An example project demonstrating how to setup webpack to compile test files before passing them to ava to be run.
Ava is a great test runner but if you require your code to go through some form of pre-compile step it requires further configuration to work. For example say you are using react and .jsx files. Ava has a decent solution where you would add the module 'babel-register' as a startup require. This works great but as your project expands you might run into the situation were your test runtimes start to increase more rapidly than you would expect. This occurs because when Ava runs the tests it loads 'babel-register' on each test process which will compile your code on each test run. Usually the cost of compiling can be mitigated through file watch caching, on save only the module/file edited will need to be re-compiled. Unfortunately, while ava --watch
does a good job of caching the test sources, since it relies on 'babel-register' for the compiling step it does not do any compiling caching. This is where webpack comes in, run independently it has caching support and will cut down your codes re-compile times whenever you want to run your tests.

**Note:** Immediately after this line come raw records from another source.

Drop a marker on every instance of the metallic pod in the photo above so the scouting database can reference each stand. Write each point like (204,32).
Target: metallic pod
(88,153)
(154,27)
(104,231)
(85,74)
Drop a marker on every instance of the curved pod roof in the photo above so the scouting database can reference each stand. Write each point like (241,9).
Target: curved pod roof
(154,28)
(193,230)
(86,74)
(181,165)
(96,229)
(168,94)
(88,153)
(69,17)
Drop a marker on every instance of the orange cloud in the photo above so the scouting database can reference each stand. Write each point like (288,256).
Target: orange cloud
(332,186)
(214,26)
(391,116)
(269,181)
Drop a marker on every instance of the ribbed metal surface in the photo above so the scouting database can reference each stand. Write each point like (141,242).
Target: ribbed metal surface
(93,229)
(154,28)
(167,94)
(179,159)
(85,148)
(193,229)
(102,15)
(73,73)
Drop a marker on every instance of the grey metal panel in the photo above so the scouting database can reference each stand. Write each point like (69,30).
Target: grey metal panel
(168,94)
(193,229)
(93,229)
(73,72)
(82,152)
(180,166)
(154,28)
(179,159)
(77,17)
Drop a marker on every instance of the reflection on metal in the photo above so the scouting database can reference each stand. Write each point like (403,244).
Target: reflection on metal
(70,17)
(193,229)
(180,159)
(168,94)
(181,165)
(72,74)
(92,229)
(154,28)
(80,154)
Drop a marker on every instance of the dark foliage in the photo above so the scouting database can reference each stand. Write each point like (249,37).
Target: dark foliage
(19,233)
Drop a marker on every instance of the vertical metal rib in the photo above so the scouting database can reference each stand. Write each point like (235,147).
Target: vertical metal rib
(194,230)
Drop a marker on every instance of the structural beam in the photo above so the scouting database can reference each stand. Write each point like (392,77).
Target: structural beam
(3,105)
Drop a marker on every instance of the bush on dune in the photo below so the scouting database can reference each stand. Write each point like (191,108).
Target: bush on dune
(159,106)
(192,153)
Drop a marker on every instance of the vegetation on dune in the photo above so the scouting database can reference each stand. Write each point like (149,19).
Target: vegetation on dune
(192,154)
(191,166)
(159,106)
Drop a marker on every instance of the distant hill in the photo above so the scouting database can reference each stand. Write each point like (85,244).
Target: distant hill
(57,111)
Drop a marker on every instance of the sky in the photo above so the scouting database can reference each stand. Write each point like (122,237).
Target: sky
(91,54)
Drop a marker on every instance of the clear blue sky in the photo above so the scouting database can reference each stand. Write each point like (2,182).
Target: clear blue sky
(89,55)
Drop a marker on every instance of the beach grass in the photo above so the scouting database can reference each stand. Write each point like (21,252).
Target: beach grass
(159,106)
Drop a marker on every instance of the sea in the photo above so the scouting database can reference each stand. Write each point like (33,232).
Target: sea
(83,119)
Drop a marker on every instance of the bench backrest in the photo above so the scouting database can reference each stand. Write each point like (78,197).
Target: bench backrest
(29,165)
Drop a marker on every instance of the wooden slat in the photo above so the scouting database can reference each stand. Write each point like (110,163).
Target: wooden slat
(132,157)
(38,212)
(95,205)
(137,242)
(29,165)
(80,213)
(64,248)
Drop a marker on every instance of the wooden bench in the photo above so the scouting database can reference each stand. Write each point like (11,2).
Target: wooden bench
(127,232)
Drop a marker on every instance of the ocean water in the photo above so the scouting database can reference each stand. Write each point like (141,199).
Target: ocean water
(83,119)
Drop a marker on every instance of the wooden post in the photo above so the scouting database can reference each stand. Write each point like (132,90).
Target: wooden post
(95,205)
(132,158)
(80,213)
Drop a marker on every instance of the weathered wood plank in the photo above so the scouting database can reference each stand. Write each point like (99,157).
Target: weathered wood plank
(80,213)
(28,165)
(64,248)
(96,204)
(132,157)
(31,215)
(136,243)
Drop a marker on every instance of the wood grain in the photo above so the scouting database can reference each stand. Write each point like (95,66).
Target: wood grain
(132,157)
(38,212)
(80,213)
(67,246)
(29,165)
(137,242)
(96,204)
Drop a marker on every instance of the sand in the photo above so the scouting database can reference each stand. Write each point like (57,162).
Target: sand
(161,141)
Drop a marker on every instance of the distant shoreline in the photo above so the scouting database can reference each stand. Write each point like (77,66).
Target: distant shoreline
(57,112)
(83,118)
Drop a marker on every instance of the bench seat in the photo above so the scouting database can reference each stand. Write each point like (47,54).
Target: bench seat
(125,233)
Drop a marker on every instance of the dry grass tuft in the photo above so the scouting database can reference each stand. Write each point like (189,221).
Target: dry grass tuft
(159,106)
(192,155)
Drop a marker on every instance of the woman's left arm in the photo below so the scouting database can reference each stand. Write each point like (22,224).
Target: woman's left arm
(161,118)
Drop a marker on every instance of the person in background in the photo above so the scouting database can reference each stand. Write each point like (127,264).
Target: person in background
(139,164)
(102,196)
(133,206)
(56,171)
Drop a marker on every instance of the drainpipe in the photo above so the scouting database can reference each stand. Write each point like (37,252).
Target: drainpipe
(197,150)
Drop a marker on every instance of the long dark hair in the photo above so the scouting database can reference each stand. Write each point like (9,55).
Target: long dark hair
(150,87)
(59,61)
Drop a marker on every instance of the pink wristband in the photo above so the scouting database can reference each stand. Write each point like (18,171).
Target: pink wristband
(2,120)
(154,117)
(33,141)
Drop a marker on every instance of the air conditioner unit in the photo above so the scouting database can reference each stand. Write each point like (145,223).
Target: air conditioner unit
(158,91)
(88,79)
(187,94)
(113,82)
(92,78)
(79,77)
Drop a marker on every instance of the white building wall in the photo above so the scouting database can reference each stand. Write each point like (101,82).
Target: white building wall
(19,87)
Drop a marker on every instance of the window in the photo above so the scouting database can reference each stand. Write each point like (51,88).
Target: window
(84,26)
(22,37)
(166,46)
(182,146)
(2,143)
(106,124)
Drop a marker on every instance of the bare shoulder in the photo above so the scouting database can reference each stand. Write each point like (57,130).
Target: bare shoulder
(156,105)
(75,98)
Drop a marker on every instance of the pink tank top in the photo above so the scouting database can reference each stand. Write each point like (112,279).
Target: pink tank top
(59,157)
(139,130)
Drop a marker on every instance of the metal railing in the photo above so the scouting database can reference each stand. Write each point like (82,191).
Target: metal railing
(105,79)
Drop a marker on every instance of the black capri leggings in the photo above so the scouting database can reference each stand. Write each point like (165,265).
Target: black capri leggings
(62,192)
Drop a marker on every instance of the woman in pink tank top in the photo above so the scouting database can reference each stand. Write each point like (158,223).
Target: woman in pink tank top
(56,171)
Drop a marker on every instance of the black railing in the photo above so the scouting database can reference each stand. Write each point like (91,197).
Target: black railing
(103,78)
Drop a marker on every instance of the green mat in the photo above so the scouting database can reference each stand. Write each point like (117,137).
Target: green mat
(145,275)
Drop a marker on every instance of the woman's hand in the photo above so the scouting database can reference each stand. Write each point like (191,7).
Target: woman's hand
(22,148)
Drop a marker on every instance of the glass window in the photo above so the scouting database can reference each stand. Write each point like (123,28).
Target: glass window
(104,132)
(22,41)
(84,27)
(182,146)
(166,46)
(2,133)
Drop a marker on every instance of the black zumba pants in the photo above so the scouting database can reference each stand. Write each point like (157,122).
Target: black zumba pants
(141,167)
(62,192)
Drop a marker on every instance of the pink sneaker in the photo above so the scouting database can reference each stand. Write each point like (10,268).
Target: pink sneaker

Ava by itself can find all Ava tests in your source files and run them. With the approach detailed in this project you have to add each top level test file to the webpack.config.js
entry.main
array. This likely could be alleviated through the use of https://www.npmjs.com/package/webpack-glob-entries but from looking at webpack/webpack#370 it appears like restarting webpack will be required each time a new test file is added.
npm test
- Compile and run your tests
npm run watch:test
- Compiles your tests whenever the source changes and runs them as well
I am on windows so my watch command here is probably not ideal for other platforms, webpack --watch & ava --watch &
might work on linux but I am not sure.